J'étais la reine des idiotes de m'être entichée d'Edward, je m'étais montée la tête, comme avec Carlisle. Mais ça avait été plus fort qu'avec Carlisle, plus évident, plus excitant aussi. Le pire était qu'Edward ne s'était même pas joué de moi, j'aurais préféré, je l'aurais blâmé lui et non moi.
_oOo_
D'abord je crus qu'il s'agissait d'animaux, leurs râles rauques m'attirèrent, je ne réussissais jamais à m'approcher de bêtes, je n'étais pas assez discrète.
Je les ai surpris au milieu d'une petite trouée d'arbres. Leurs peaux pâles luisaient au milieu de cet océan vert foncé, elles scintillaient presque, même si c'était physiquement impossible. Je me cachais derrière un arbre mais ne pus pas me retenir de les épier.
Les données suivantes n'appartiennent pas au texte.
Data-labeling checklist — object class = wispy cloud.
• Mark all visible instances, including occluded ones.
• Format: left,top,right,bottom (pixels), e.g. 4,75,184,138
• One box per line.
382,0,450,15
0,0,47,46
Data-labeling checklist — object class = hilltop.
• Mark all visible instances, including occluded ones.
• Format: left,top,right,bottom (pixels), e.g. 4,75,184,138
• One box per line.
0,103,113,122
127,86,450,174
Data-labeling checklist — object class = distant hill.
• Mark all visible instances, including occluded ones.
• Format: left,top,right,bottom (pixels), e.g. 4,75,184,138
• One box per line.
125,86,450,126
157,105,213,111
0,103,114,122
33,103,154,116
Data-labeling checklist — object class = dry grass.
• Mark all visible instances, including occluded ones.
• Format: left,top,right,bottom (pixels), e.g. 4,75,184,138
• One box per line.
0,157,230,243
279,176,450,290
Même à une quinzaine de mètres de distance et grâce à la lune haute, je les voyais parfaitement. Rosalie et Emmett étaient à genoux, complètement nus. Lui derrière elle, sa bouche nichée dans les boucles blondes, ses mains sur les seins ronds et fermes, son sexe pointait entre les cuisses écartées de sa femme, caressant ainsi son sexe à elle. Elle gémissait, suppliait, ordonnait et lui n'écoutait pas, il faisait ce que son désir lui dictait, comme si c'était instinctif. D'un geste rapide et brutal, Emmett la força à se mettre à quatre pattes et Rosalie se mit à crier avec force mais pas de douleur, de plaisir.
Je respirais à peine, subjuguée par cette vision. Comment pouvaient-ils me paraître si beaux et si sensuels ? Moi qui ne savais rien du sexe, c'est à peine si je me touchais en me lavant. Moi qui n'avais jamais expérimenté le désir avant, en voyant ce couple faire, je me sentis brûler de l'intérieur.
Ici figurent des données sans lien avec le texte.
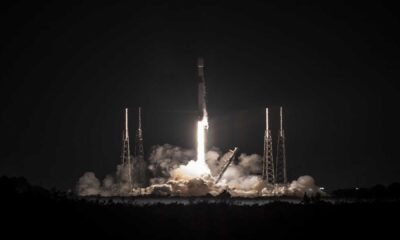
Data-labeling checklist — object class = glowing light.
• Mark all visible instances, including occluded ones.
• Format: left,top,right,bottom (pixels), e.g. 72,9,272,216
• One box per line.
196,116,210,175
171,116,211,179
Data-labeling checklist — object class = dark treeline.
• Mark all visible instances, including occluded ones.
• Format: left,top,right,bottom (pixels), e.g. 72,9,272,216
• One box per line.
332,183,400,199
0,177,400,240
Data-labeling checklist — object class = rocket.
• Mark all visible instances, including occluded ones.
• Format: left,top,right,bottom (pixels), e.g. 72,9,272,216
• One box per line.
197,58,207,121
Leurs gémissements se transformèrent en cris d'extase, je ne pouvais avoir aucun doute sur cela. Je m'éloignais en courant, continuant sur la route que j'avais voulu suivre. Mes pas étrangement sûrs me guidèrent sur le sentier jusqu'à l'endroit où je m'étais couchée en 1918 et m'étais réveillée en 2018.
Je m'assis en tremblant sur le sol humide et frappai le sol avec colère. Oh comme j'étais jalouse de Rosalie et d'Alice. Moi aussi je voulais ressentir cela, l'intimité, la volupté, le désir et le plaisir absolu.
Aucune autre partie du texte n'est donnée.